Marvell to Acquire GF's Avera Semi, Creating an Infrastructure ASIC Company
Marvell has entered into definitive agreements to purchase Avera Semiconductor, the Application Specific Integrated Circuit (ASIC) business of GLOBALFOUNDRIES.
This acquisition brings together Avera Semi’s custom design capabilities with Marvell’s advanced technology platform and scale, creating an ASIC supplier for wired and wireless infrastructure. The agreements include transfer of Avera’s revenue base, strategic design wins with leading infrastructure OEMs, and a new long-term wafer supply agreement between GLOBALFOUNDRIES and Marvell.
Avera’s full custom development capabilities complements Marvell’s standard and semi-custom product portfolio. Previously part of IBM’s Microelectronics business, Avera has executed more than 2,000 complex designs in its 25-year history and built a business supported by approximately 800 technologists. Avera brings innovative design competencies in analog, mixed-signal and SoCs as well as an IP portfolio including high-speed SerDes, high-performance embedded memory and advanced packaging technology.

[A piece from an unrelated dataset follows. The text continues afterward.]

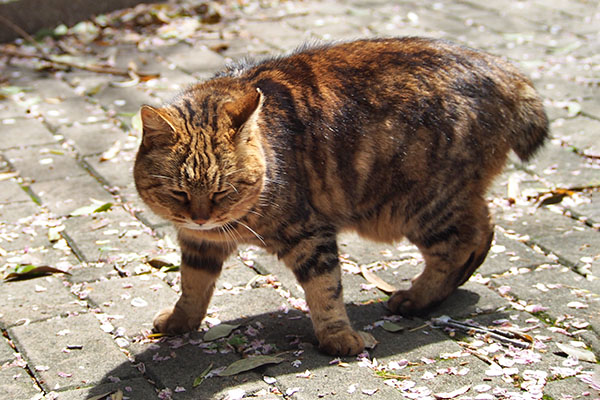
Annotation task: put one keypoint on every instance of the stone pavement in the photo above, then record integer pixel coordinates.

Marvell has also seen an expanding opportunity pipeline for custom solutions utilizing its leading IP and technology platform. For example, within 5G infrastructure, Marvell offers complete silicon platforms that enable a wide range of digital processing including baseband, processors, Ethernet switches and PHYs. As these products have gained traction in the marketplace, Marvell’s opportunity set has recently expanded to encompass a number of custom SoCs addressing a broader portion of the base station. Several of these new products are designed to replace FPGAs with purpose-built optimized silicon. At the same time, Avera has provided custom products to be deployed in the radio head of a leading wireless infrastructure OEM for multiple generations.
Under the terms of the agreement, Marvell will pay GLOBALFOUNDRIES $650 million in cash at closing plus an additional $90 million in cash if certain business conditions are satisfied within the next 15 months. The transaction is expected to close by the end of Marvell’s fiscal year 2020 pending receipt of regulatory approvals and other customary closing conditions.